Here is another supertask. There is an urn with two compartments, one of which has a ball in it. On each step, you move it from one compartment to the other. Where does it end up? Clearly it remains in the urn, but it doesn’t seem to end up in either compartment. I’d say that Question 3 has the same answer: there simply isn’t a defined final state.

It’s sort of like having an infinite sequence with no defined limit. There’s simply no limit, and this poses no contradiction. The urn problem isn’t asking for a limit exactly (in the limit, problem 1 has an infinite number of balls in the urn), it’s asking for the final state. But just like how there isn’t always a defined limit, it seems there isn’t always a defined final state.

• http://www.skepticink.com/reasonablyfaithless Reasonably Faithless

Thanks for your comment, trivialknot. I like that a lot!

There are so many interesting paradoxes, and I hope to consider many of them in future posts. The one you mention is similar to one I heard about a light switch – it is switched on, then off, then on, an infinite number of times over a finite length of time – after this time has elapsed, is it on or off? Another one I like is a book with infinitely many pages, each one half as thick as the other, and alternately black and white – what would you see if you looked at the back cover? (I’m pretty sure I read them in Oppy’s book.)

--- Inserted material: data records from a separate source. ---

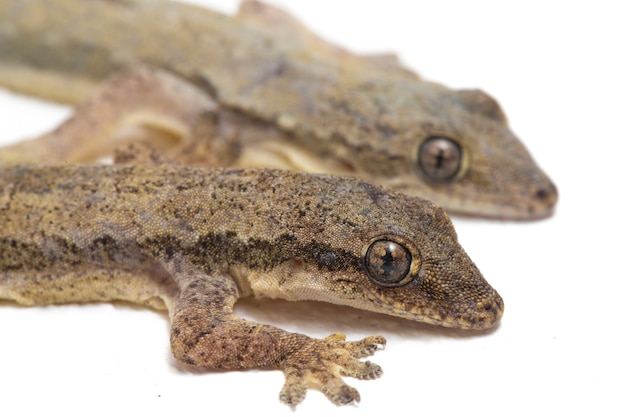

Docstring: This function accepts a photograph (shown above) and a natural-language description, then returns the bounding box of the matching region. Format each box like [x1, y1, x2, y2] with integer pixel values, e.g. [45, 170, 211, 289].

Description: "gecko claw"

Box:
[279, 333, 386, 406]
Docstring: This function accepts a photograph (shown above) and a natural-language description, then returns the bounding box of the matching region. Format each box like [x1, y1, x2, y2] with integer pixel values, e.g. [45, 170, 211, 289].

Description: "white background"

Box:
[0, 0, 626, 417]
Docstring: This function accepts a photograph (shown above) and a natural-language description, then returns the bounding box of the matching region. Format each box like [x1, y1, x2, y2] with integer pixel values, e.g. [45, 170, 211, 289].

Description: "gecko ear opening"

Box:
[364, 239, 413, 287]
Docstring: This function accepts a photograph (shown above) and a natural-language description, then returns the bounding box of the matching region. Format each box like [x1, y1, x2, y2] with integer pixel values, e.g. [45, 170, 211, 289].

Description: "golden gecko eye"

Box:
[417, 136, 463, 181]
[365, 240, 413, 287]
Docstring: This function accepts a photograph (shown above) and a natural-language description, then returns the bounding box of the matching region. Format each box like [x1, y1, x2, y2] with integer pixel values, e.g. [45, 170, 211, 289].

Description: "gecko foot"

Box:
[280, 333, 386, 406]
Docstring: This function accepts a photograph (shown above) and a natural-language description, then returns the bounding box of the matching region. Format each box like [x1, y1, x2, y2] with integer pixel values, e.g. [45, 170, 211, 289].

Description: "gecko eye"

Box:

Although I don’t have a formal argument to make at this stage, it seems that paradoxes of this kind seem to rely on divergent series. eg, what is the value of 1-1+1-1+1-1+1-1+… ? The partial sums are 1,0,1,0,1,0,1,… and this sequence clearly doesn’t converge. But the light paradox (and your two-compartment urn paradox) seems to essentially be asking for the sum of that series (after the nth step, the light’s on/off position can be described by a 1/0, etc). Mathematically, there just isn’t a sum – it diverges. If you insist, formally, that the series must have a sum, then we could call the sum S, and write:

S = 1-1+1-1+1-1+1-1+… = 1-[1-1+1-1+1-1+...] = 1-S.

From S=1-S, we deduce that S=1/2. So, if we suppose the sum converges, then its value is 1/2, not 0 or 1. But we can group the terms in the sum in different ways too. eg:

S = [1-1]+[1-1]+[1-1]+… = 0+0+0+… = 0

or

S = 1-[1-1]-[1-1]-[1-1] = 1-0-0-0-… = 1.

Divergent series just don’t work in mathematics, and it seems there must be something fishy going on with any “real life” scenario that is somehow modelled by them. I don’t see why it should be logically impossible for your two-compartment urn scenario to happen – I especially don’t see why the standardly conceived God couldn’t carry it out – but it seems that the question of where the ball is in the end doesn’t have a well-determined answer. Whether this means we just can’t know the answer, or that there is no answer, I’m not sure. In any case, there are more assumptions in all these scenarios than just “infinity is possible” – in particular, we must assume the existence of something/someone powerful enough to do things that quickly. That seems like a reasonably controversial assumption to me.